Blink Weak On Video Quality

Finally, Blink's video is weaker than many competitive consumer offerings, providing only 720p video where others have moved to 1080p or higher.

Readers should see our tests of Blink's indoor and outdoor BlinkXT models for reference.

Few Integrations

For integrations, Blink lists Amazon Alexa and IFTTT, though some degree of functionality with Google Home can be achieved via the IFTTT integration. This makes their smart home integration support average, though at this point it is unlikely a direct Google Home integration will be added.

Totally Wire Free Market Segment

Wire free cameras, those using both batteries and wireless networking, are a strong draw for consumers. The problem with WiFi cameras is they typically depend on local power (either low voltage, or a local power outlet), requiring a cable run to each camera location. For homeowners, this can significantly increase cost, present barriers for those who do not know how to properly run cabling and cause aesthetic concerns (wiring running all over the place).

The totally wire free segment of video surveillance relies on built-in batteries and proprietary wireless video streaming to reduce energy consumption and minimize the frequency of changing batteries. Some systems employ a solar panel to keep batteries charged, however the solar panels add additional costs, and can be relatively large and unsightly.

Many consumers do not need high quality video nor intelligence in their systems. They simply want basic video that is easy to get set up. This is what manufacturers like Blink in the totally wire free market segment deliver.

Blink's strongest positive is how established it is in this segment, being one of the first to launch, and producing a product that generally delivered acceptable performance within its price range and target market.

The challenge for Blink is that competitors realize the benefit of this offering and are rapidly going into the market. For example, FLIR's Lorex consumer division recently launched a wire-free surveillance system, and consumer networking giant Netgear offers the Arlo wire-free camera. Major chipset makers have also recognized the potential market for these products, video chipset manufacturer Ambarella has a low-power chipset specifically geared to this application, making it easy for startups to build a software offering with reduced hardware R&D requirements.

Amazon Expansion Into Home Video Surveillance

This acquisition adds to Amazon's existing 2 IP cameras (Amazon Cloud Cam Tested, Amazon Echo Look Fashion Camera Tested) and their installation service (Amazon Techs Installing IP Cameras Tested). These combinations show Amazon's seriousness of being a major player in home video surveillance, and indicate the company is likely to continue to expand its offerings here, either through organic development or additional acquisitions.

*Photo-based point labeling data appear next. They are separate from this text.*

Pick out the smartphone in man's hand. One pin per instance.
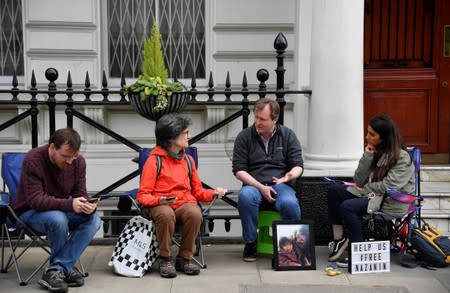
(93, 199)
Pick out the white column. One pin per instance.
(335, 126)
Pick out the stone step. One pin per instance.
(439, 220)
(440, 173)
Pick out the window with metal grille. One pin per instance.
(398, 33)
(11, 38)
(182, 26)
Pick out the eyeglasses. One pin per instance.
(68, 158)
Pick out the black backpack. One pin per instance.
(430, 247)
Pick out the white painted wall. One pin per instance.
(60, 34)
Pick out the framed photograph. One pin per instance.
(293, 245)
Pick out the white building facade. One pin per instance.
(324, 54)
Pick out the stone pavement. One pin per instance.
(227, 273)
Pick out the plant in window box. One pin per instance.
(153, 95)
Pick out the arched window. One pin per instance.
(11, 38)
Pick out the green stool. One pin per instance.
(264, 243)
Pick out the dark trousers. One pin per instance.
(344, 208)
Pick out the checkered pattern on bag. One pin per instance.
(136, 226)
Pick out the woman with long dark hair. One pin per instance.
(385, 164)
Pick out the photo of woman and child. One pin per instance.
(294, 248)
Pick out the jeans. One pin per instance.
(346, 208)
(68, 234)
(250, 200)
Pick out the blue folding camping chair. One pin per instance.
(13, 229)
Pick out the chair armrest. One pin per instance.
(401, 197)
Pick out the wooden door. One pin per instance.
(443, 57)
(404, 67)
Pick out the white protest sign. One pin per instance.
(370, 257)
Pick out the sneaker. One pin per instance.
(166, 268)
(53, 280)
(250, 252)
(75, 278)
(337, 247)
(188, 266)
(342, 263)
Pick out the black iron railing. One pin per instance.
(115, 97)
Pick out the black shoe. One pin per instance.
(187, 266)
(75, 278)
(53, 280)
(337, 247)
(342, 263)
(250, 252)
(166, 268)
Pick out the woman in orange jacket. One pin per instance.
(171, 192)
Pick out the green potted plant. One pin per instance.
(153, 95)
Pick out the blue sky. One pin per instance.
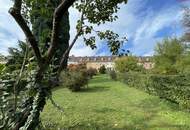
(144, 22)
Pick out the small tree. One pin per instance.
(126, 64)
(167, 54)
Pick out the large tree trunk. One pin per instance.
(40, 26)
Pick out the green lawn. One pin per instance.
(110, 105)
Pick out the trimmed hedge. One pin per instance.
(175, 88)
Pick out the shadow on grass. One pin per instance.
(94, 89)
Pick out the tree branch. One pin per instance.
(15, 11)
(71, 45)
(58, 14)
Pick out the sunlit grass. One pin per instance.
(110, 105)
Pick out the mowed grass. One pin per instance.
(111, 105)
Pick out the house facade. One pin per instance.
(108, 61)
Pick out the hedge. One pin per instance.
(175, 88)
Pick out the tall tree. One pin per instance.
(186, 23)
(42, 22)
(37, 83)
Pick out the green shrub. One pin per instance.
(175, 88)
(113, 75)
(102, 69)
(74, 80)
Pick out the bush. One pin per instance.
(91, 72)
(102, 69)
(74, 80)
(2, 67)
(113, 75)
(175, 88)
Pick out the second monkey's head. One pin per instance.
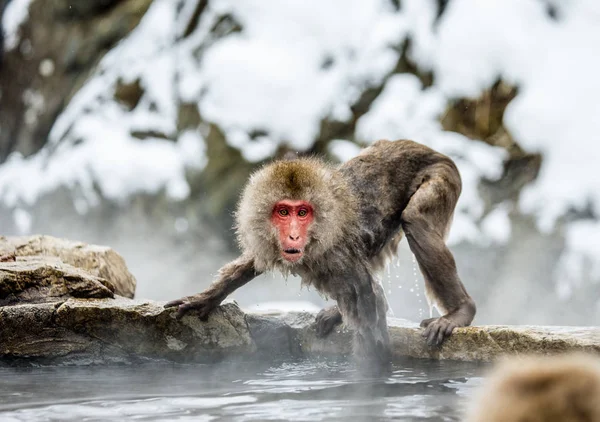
(293, 212)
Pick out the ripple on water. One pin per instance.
(303, 390)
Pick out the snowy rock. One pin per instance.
(121, 330)
(48, 261)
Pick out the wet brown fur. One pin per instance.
(361, 211)
(540, 389)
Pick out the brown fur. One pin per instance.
(540, 389)
(361, 211)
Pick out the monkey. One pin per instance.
(337, 227)
(562, 388)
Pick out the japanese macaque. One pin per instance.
(540, 389)
(337, 226)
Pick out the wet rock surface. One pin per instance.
(97, 331)
(61, 302)
(46, 260)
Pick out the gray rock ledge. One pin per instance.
(84, 331)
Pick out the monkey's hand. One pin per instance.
(437, 330)
(201, 303)
(327, 319)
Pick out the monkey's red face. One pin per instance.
(292, 220)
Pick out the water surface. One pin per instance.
(302, 390)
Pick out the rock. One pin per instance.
(118, 330)
(101, 262)
(79, 331)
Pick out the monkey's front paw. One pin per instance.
(437, 330)
(327, 319)
(201, 304)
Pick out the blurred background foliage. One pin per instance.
(135, 123)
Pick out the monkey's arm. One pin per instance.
(231, 277)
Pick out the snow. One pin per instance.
(297, 62)
(16, 12)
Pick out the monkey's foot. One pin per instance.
(327, 319)
(203, 305)
(437, 330)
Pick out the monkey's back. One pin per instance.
(384, 176)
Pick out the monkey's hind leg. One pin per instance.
(364, 309)
(327, 319)
(425, 221)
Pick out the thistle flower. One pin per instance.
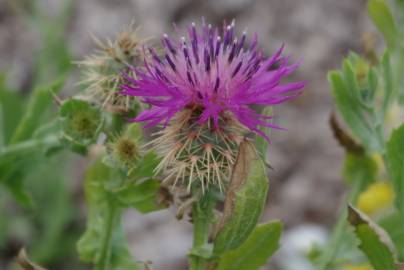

This is bad news for major incumbents in the space, such as FLIR/Lorex, Hikvision/Ezviz, etc. Amazon is not only a major outlet for smart home products, they are also rapidly becoming known as a smart home base platform, via Alexa-enabled devices. Additionally, Amazon is not afraid of going to war with companies it deems competitors/threats, such as their ongoing spat with Google, much of which centers around Google's consumer-oriented smart home products under the Nest brand, and Google Home device. These factors make it challenging for traditional security manufacturers to create competitive offerings and establish a market that is large enough to be worthwhile, without becoming so large as to be a potential threat to Amazon, risking being ejected from Amazon's website.